4 de fevereiro de 2011

Um vislumbre do chamado de Natanael

É fascinante como a riqueza de significados das narrativas bíblicas se apresenta de forma mais ampla quando temos a oportunidade de mergulhar no pano de fundo das imagens na própria Bíblia e do contexto contemporâneo ao escrito.

Já falamos a respeito algumas vezes no “Cristianismo, meramente”. Podemos visitar uma outra passagem cujos significados são pouco explorados e muitas vezes é atrofiada apenas pela idéia de alguns cristãos de querer ressaltar “o sobrenatural” em detrimento das idéias humanamente construídas, forçando a dicotomia.

Em João 1. 46-51, o chamado do discípulo Natanael, que possivelmente é o Bartolomeu nas listas dos Doze nos evangelhos sinópticos. Natanael se admira com a possibilidade de que alguém sumamente importante para o destino da nação, juntamente com os eventos que se relacionariam, adviesse de um pequeno povoado de menos de 2000 habitantes sem nenhuma importância histórica, Nazaré. Mas o contexto ressalta que ele nutria uma grande expectativa pela vinda da redenção de Israel. Na Galiléia, explodiam as tradições das expectativas populares por novos profetas que anunciariam a libertação do povo do jugo dos tiranos ímpios e opressores, sendo muito exaltada a figura de Elias, enquanto na Judéia era mais Davi.

Jesus, galileu, ressalta a fé e integridade de outro galileu, como “verdadeiro israelita”. Ele faz um jogo de palavras com o patriarca de Israel – Jacó, que significa “enganador”, e aparece em Gênesis como alguém dissimulado – confira Gn. 27.35 e 31.26.

Então Natanael indaga como Jesus poderia o conhecer. E Jesus, já lidando com as expectativas messiânicas de Natanael que o cenário da narrativa mostra, vai ao fundo as esperanças e anseios do mesmo. Normalmente ao se comentar sobre a fala de Jesus, costuma-se priorizar uma interpretação de “advinhação”. Mas a figueira é um símbolo marcante para a piedade daquelas pessoas. Sob a sombra da figueira mestres ensinavam a seus discípulos, e também era um local considerado especial para a meditação e oração.

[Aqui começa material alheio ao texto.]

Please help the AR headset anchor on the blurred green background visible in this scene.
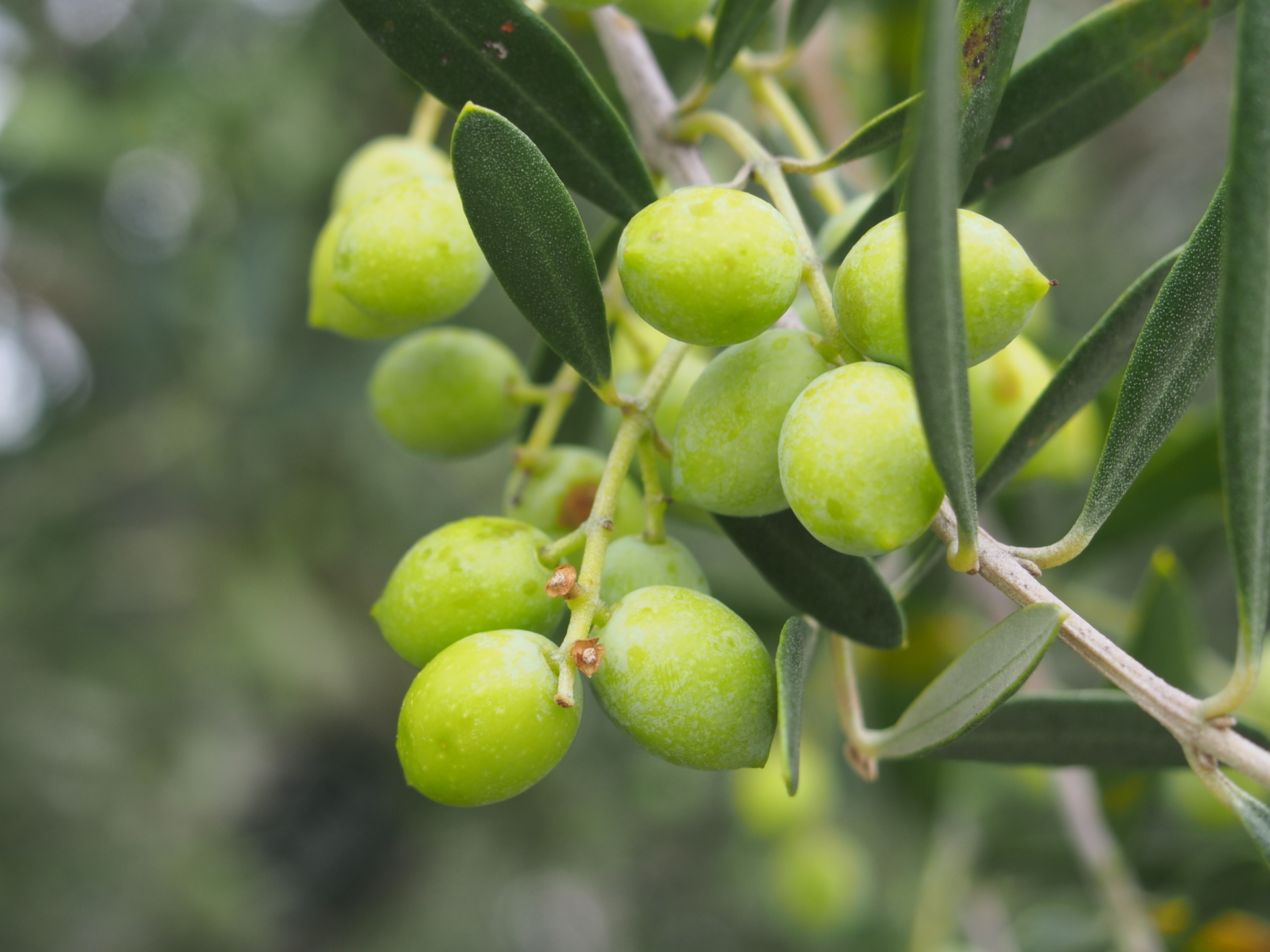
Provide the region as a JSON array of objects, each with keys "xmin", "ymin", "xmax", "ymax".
[{"xmin": 0, "ymin": 0, "xmax": 1270, "ymax": 952}]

Também a tradição bíblica utiliza-se da figueira para formar a imagem dos tempos da redenção, de liberdade e descanso, em que cada israelita se sentaria em paz sob uma figueira.

Judá e Israel habitavam confiados, cada um debaixo da sua videira e debaixo da sua figueira, desde Dã até Berseba, todos os dias de Salomão.                                                                     I Reis 4.25

Cada qual se sentará debaixo de sua vinha e debaixo de sua figueira, e ninguém o inquietará, porque a boca do Senhor dos Exércitos falou!                                                              Miquéias 4.4

Podia ficar cada um sentado debaixo de sua figueira, e não havia quem medo lhes causasse.       I Macabeus 14.12

Naquele dia, diz o Senhor dos Exércitos, cada um de vós convidará ao seu próximo para debaixo da vide e para debaixo da figueira.                                                                            Zc. 3.10

Jesus prossegue evocando em Natanael a recordação da tradição sobre a escada de Jacó. Os anjos subindo e descendo apresentaram a Jacó a providência de Deus atuando na Terra, e foi a ocasião da promessa de Deus de estar com ele e cumprir através dele as promessas aos seus ancestrais. O abrir dos céus retoma também a abertura do livro de Ezequiel, sinalizando o momento especial da revelação divina. E falando do Filho do Homem, neste contexto, Jesus expressa a fortíssima imagem de Daniel 7, com a figura celestial representante de Deus para julgar o mundo e estabelecer Seu reinado.

Parte daí deste cenário um momento sem dúvida chocante para o discípulo Natanael, que o leva a mudar sua vida para sempre.